If I am currently playing with the farming tradeskill in Lord of the Rings Online, it isn't just because I can make more money farming than killing monsters. It is because I've killed enough monsters in WoW and other games, and killing them in LotRO isn't so different. But sowing fields, harvesting and processing plants, cross-breeding seeds, and advancing my farming skill, is a completely different and independently viable system. The reason why I'm so angry about the nerf is that it destroys this viability and independance. I'm just not as interested in a farming tradeskill which you only do because you need buffs from cooked food, but which you need to kill monsters to finance. Crafting as just a money sink in MMORPGs just isn't that attractive.

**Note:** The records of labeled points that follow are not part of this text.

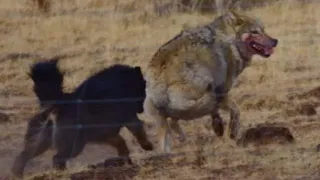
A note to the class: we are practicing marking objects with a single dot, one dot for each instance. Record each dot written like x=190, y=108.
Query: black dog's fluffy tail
x=48, y=81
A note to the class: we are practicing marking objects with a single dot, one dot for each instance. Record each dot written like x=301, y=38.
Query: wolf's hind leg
x=163, y=129
x=234, y=125
x=136, y=128
x=174, y=124
x=217, y=123
x=122, y=149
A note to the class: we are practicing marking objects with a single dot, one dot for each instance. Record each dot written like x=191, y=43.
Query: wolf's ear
x=234, y=18
x=137, y=68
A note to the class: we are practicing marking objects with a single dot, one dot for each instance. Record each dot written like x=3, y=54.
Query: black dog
x=69, y=126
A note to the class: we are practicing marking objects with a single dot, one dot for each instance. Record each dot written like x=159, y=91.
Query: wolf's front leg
x=229, y=105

I am dreaming of a game where I could play a crafter who wouldn't be forced to kill monsters, if he didn't want to. A game where I could have my own house, decorated if I wanted to, and run my own proper shop and business from that house, with hired NPC vendors like in UO or SWG. And beyond that lots of other alternative lifestyles could be possible in a fantasy MMORPG. A diplomacy system that is self-sufficient and viable, where you travel between different places to talk with people and do politics. Or a system where you could play a sage, gathering information in libraries about ancient secrets, and the location of treasures. I'm dreaming of a virtual world, a MMORPG that is a collection of games, and not just one monster-killing games with a couple of useless side-quests. With violence in video games being hotly debated and under attack, it would be wise for game developers to try to offer something else than this violence. As long as any other activity in a MMORPG is subsidiary to combat, these games fail to live up to their potential.